The input file format is a text file containing transactions. Each lines represents a transaction. The items in the transaction are listed on the corresponding line. An item is represented by a positive integer. Each item is separated from the following item by a space. It is assumed that items are sorted according to a total order and that no item can appear twice in the same transaction. For example, for the previous example, the input file is defined as follows:

1 2 4 5
1 3
1 2 3 5
2 3
1 2 4 5

Consider the first line. It means that the first transaction is the itemset {1, 2, 4 and 5}. The following lines follow the same format.

Note that it is also possible to use the ARFF format as an alternative to the default input format. The specification of the ARFF format can be found here. Most features of the ARFF format are supported except that (1) the character "=" is forbidden and (2) escape characters are not considered. Note that when the ARFF format is used, the performance of the data mining algorithms will be slightly less than if the native SPMF file format is used because a conversion of the input file will be automatically performed before launching the algorithm and the result will also have to be converted. This cost however should be small.

Output file format

The output file format is defined as follows. It is a text file, where each line represents an association rule. On each line, the items of the rule antecedent are first listed. Each item is represented by an integer, followed by a single space. After, that the keyword "==>" appears followed by a space. Then, the items of the rule consequent are listed. Each item is represented by an integer, followed by a single space. Then, the keyword " #SUP: " appears followed by the support of the rule represented by an integer. Then, the keyword " #CONF: " appears followed by the confidence of the rule represented by a double value (a value between 0 and 1, inclusively). For example, here is the output file for this example:

5 ==> 4 #SUP: 2 #CONF: 0,6
4 ==> 5 #SUP: 2 #CONF: 1

For example, the first line indicates that the association rule {5} --> {4} has a support of 2 transactions and a confidence of 60 %. The second line follow the same format.

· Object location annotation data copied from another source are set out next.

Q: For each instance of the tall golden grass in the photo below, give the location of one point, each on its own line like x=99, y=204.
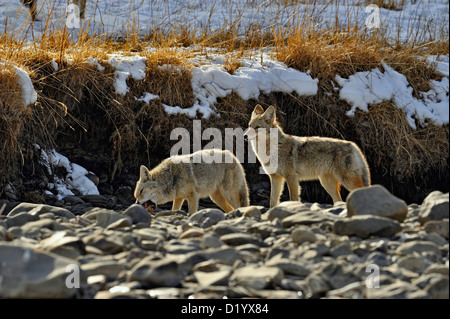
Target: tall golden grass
x=77, y=107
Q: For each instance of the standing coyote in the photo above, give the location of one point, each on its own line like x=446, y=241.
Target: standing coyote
x=32, y=5
x=333, y=162
x=192, y=177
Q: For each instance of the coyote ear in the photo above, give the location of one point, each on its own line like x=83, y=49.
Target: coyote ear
x=145, y=173
x=270, y=114
x=258, y=110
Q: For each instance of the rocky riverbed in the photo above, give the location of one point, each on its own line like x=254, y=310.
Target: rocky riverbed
x=372, y=246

Note that if the ARFF format is used as input instead of the default input format, the output format will be the same except that items will be represented by strings instead of integers.

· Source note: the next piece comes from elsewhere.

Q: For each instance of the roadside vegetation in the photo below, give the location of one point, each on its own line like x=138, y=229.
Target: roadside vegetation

Optional feature: giving names to items

Some users have requested the feature of given names to items instead of using numbers. This feature is offered in the user interface of SPMF and in the command line of SPMF. To use this feature, your file must include @CONVERTED_FROM_TEXT as first line and then several lines to define the names of items in your file. For example, consider the example database "contextInverse.txt". Here we have modified the file to give names to the items: 

@CONVERTED_FROM_TEXT
@ITEM=1=apple
@ITEM=2=orange
@ITEM=3=tomato
@ITEM=4=milk
@ITEM=5=bread
1 2 4 5
1 3
1 2 3 5
2 3
1 2 4 5

In this file, the first line indicates, that it is a file where names are given to items. Then, the second line indicates that the item 1 is called "apple". The third line indicates that the item 2 is called "orange". Then the following lines define four sequences in the SPMF format.

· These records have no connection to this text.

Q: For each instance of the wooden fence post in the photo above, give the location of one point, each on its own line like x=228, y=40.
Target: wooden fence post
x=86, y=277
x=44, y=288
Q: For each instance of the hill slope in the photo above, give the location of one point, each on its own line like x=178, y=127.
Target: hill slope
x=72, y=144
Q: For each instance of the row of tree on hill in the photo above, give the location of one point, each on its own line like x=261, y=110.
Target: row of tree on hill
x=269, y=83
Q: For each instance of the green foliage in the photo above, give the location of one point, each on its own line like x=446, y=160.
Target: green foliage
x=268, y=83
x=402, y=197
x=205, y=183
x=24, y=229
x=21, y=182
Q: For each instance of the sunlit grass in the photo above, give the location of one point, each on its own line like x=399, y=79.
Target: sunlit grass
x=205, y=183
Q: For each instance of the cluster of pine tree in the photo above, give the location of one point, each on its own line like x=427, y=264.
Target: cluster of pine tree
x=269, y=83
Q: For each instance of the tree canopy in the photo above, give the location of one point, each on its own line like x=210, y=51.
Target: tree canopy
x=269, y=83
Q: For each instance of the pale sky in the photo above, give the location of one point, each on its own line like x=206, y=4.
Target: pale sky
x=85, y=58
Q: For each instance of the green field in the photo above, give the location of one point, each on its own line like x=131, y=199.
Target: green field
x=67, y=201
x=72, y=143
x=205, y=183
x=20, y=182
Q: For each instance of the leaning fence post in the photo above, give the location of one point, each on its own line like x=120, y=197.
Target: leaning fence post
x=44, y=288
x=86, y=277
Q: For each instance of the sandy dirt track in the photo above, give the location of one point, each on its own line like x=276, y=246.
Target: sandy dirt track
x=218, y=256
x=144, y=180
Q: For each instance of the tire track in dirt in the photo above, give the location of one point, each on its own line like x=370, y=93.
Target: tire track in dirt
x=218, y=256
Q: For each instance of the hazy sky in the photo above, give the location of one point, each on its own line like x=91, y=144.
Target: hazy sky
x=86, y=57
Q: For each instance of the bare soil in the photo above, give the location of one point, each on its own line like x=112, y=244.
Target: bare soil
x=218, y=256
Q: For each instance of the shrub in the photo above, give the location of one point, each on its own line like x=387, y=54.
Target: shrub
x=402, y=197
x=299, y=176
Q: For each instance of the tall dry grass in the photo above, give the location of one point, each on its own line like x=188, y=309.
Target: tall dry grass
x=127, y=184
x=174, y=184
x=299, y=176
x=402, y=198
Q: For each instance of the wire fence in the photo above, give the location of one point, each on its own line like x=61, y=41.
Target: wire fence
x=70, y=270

Then, if we apply a sequential pattern mining algorithm using this file using the user interface of SPMF or the command line, the output file contains several patterns, including the following ones:

bread ==> milk #SUP: 2 #CONF: 0.6666666666666666
milk ==> bread #SUP: 2 #CONF: 1.0

Note that this feature could be also used from the source code of SPMF using the ResultConverter class. However, there is currently no example provided for using it from the source code.

Where can I get more information about this algorithm?

The AprioriInverse algorithm and how to generate sporadic rules are described in this paper:

Yun Sing Koh, Nathan Rountree: Finding Sporadic Rules Using Apriori-Inverse. PAKDD 2005: 97-106.

For a good overview of itemset mining and association rule mining, you may read this survey paper.